No cabe duda que el despertar de la conciencia ecológica –más allá de los muchos mitos, dogmas e incluso engaños que se han generado a su respecto– posee, entre otros, dos grandes elementos benéficos para la mentalidad de nuestro tiempo: en primer lugar, la toma de conciencia del carácter normativo del orden de la naturaleza, esto es, que nos obliga a hacer o dejar de hacer ciertas cosas a su respecto; y en segundo lugar, la constatación, por simple lógica, que ese orden normativo es objetivo, o si se prefiere, que no depende de nuestro capricho, querer o conveniencia.

No obstante lo anterior, no deja de ser curioso y a decir verdad, abiertamente contradictorio con lo antes dicho, que respecto de nosotros, los hombres, no se reconozca una situación semejante, máxime si para muchos, no seríamos sino un animal más evolucionado, pero animal a fin de cuentas. De esta manera, todo tendría un orden ecológico normativo y objetivo, salvo nosotros mismos.

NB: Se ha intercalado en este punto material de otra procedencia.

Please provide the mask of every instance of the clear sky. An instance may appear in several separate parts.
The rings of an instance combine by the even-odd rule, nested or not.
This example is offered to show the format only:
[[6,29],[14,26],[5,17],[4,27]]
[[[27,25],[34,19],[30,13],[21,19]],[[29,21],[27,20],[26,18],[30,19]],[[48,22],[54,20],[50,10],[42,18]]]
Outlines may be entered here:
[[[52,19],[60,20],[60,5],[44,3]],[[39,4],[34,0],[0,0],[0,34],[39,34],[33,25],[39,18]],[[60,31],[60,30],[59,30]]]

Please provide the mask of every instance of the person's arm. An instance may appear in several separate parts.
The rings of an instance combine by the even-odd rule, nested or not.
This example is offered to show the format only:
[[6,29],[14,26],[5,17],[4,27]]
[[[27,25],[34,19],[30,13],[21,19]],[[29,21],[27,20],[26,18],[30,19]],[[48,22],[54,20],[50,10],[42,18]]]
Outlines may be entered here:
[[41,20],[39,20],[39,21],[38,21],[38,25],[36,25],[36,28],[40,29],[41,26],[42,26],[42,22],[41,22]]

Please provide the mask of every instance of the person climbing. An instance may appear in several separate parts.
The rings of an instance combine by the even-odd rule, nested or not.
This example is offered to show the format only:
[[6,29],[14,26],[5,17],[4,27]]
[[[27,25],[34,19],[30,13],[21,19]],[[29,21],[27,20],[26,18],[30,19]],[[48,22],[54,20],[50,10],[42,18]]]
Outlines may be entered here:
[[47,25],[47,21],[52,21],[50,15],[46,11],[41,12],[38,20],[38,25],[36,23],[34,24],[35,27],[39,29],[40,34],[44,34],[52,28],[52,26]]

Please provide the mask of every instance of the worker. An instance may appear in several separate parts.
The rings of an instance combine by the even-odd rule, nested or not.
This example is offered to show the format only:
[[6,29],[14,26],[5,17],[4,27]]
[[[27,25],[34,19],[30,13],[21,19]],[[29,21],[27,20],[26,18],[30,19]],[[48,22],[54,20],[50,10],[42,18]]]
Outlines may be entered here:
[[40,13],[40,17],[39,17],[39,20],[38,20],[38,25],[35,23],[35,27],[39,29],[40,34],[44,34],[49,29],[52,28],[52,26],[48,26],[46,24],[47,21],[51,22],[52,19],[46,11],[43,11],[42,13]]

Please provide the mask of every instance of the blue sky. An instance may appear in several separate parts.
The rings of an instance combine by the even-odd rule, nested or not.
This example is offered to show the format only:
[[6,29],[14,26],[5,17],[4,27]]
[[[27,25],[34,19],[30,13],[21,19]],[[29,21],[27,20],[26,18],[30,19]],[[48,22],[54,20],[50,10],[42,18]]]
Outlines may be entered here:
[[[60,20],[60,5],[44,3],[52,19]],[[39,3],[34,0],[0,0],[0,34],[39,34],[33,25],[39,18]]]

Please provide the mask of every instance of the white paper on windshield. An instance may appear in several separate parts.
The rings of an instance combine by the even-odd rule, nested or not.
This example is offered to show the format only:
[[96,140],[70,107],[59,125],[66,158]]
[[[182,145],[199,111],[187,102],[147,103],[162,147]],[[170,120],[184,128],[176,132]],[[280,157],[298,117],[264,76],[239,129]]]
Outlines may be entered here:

Sin embargo, ya sea que consideremos al hombre como un simple animal o, por el contrario, como una persona (un ser trascendente, racional y libre, con un alma inmortal y poseedor de una dignidad inherente al margen de sus circunstancias particulares), nuevamente por simple lógica, resulta evidente que poseemos ciertos parámetros fundamentales que nos permiten “funcionar bien”, si así pudiera decirse. Desde el ámbito propiamente personal e íntimo hasta el social, no cabe duda que para seguir existiendo de acuerdo a nuestras necesidades básicas, derivadas de lo que somos, existen ciertos comportamientos evidentes, objetivos e incluso universales, que debemos tener en cuenta si queremos llegar a buen puerto, sea en el ámbito personal, sea en el ámbito social.

De esta manera, parece absurdo que materias como la moral y el derecho puedan quedar entregadas al más puro capricho, sea individual o colectivo –lo que no pocas veces ha llevado a abominables abusos– y que además, dicha actitud no tenga consecuencias negativas para nosotros mismos.

Por tanto, no cabe duda que la moral y el derecho no pueden depender sólo de nuestros deseos, sino que poseen en sí mismos aspectos esenciales objetivos, igual que la ecología. Pretender lo contrario sería como querer “inventar” una ecología a nuestro gusto, lo que podría en principio ser muy bien recibido por muchos, debido a su innegable comodidad –a fin de cuentas, no nos obligaría a nada que no quisiéramos–, pero que cualquiera en su sano juicio rechazaría, no sólo otra vez por mera lógica, sino de manera más profunda, porque constituiría un absurdo y peligroso engaño.

En consecuencia, si el orden ecológico es objetivo, ¿por qué la moral y el derecho no?